A micromechanical characterization of residual thermal stresses in carbon fiber/epoxy composites containing a non-uniform interphase region

There is growing speculation that the interphase in polymer composites is often a region of nonuniform material properties. This is significant given the critical role of the interphase in determining overall composite behavior. The present investigation utilizes a micromechanical model based on the three-phase method of cells to examine how spatial variations in the interphase elastic properties are predicted to influence the residual thermal stresses in carbon-fiber-reinforced epoxy. This is the first such study of its kind based on a true three-phase version of the method of cells. A total of sixteen different composite configurations are considered in which the interphase Young's modulus and/or the interphase thermal expansion coefficient may vary as a function of the radial coordinate.

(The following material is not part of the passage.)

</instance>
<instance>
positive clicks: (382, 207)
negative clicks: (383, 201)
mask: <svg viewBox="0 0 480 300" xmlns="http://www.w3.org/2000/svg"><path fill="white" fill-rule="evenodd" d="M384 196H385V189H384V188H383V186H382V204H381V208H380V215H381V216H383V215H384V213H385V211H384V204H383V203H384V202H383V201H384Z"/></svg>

The interphases are specified such that their Young's modulus and thermal expansion coefficient may be above or below that of the epoxy matrix. The residual thermal stresses, as well as the effective composite properties, are evaluated as a function of the fiber volume fraction, the interphase thickness and the spatial nonuniformity of the interphase properties. The results indicate that the introduction of interphase property gradients is predicted to primarily influence the state of stress within the interphase. Depending upon how the interphase properties are specified to vary, the residual stresses within the interphase may either be compressive or tensile.